Между 1956 и 1968 годами марксизм в Европе жил — и, так сказать, процветал — в состоянии анабиоза. Сталинский коммунизм оказался в опале, благодаря разоблачениям и событиям 1956 года. Коммунистические партии Запада либо не имели политического значения (в Скандинавии, Великобритании, Западной Германии и Нидерландах), либо находились в состоянии медленного, но несомненного упадка (Франция), либо, как в случае с Италией, стремились дистанцироваться от своих московских связей. Официальный марксизм, воплощенный в истории и учениях ленинских партий, был в значительной степени дискредитирован — особенно на территориях, которыми он продолжал править. Даже на Западе те, кто решал отдать свой голос коммунистам, мало интересовались марксизмом.
В то же время к той части марксистского наследия, которая отличалась от советской версии и которую не задел ее моральный упадок, чувствовался интеллектуальный и научный интерес. Со времени смерти Основателя не переставали существовать марксистские и околомарксистские секты и малые группировки, отколовшиеся от более широких течений: небольшие политические партии, которые претендовали на звание подлинных последователей Маркса, действовали еще задолго до 1914 года. Некоторые из них, такие как Социалистическая партия Великобритании (SPGB), все еще существовали: хвастались своей политической девственностью и утверждали свою уникальную правильную интерпретацию оригинальных марксистских текстов.
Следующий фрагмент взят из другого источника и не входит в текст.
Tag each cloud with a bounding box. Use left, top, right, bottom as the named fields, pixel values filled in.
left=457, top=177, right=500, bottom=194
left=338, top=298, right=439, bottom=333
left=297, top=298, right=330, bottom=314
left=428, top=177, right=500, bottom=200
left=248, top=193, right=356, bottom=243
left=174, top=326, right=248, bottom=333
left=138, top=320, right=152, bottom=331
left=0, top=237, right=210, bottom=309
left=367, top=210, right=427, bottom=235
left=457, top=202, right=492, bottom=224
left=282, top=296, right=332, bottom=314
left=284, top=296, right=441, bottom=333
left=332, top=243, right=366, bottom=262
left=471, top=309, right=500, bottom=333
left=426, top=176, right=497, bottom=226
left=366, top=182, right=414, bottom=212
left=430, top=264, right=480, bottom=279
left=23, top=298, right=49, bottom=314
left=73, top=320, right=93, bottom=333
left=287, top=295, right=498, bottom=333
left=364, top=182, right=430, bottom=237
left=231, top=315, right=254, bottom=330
Но большинство социалистических движений, кружков, клубов и обществ конца девятнадцатого века были поглощены общенациональными Социалистическими и рабочими партиями, которые объединились в 1900-1910 годах. Современные марксистские споры уходят своими корнями в ленинский раскол, который произошел позже.
Именно фракционная борьба первых советских лет породила самую стойкую марксистскую «ересь» — ересь Троцкого и его последователей. Через четверть века после того, как в Мексике от рук сталинского агента погиб Троцкий (и в значительной степени благодаря этому), троцкистские партии можно было найти в каждом европейском государстве, которое прямо не запрещало их. Они, как правило, были небольшими и возглавлялись, по образу своего одноименного основателя, харизматичным, авторитарным вождем, который диктовал доктрину и тактику. Их характерной стратегией было «погружение»: работа внутри более крупных левых организаций (партий, профсоюзов, академических обществ), чтобы колонизировать их или подтолкнуть их политику и политические союзы в направлениях, продиктованных троцкистской теорией.
Стороннему наблюдателю, троцкистские партии — как и недолговечный Четвертый (Рабочий) Интернационал, с которым они связывали себя, — казались на удивление неотличимыми от коммунистов, разделявших их преданность Ленину и разделенных только кровавой историей борьбы за власть между Троцким и Сталиным. С этим и было связано ключевое отличие догмы: троцкисты продолжали говорить о «перманентной революции» и обвинять официальных коммунистов в том, что они прервали рабочую революцию, остановив ее в пределах одной страны, но в остальном единственным очевидным отличием было то, что сталинизм стал политическим успехом, тогда как троцкизм потерпел безусловное поражение.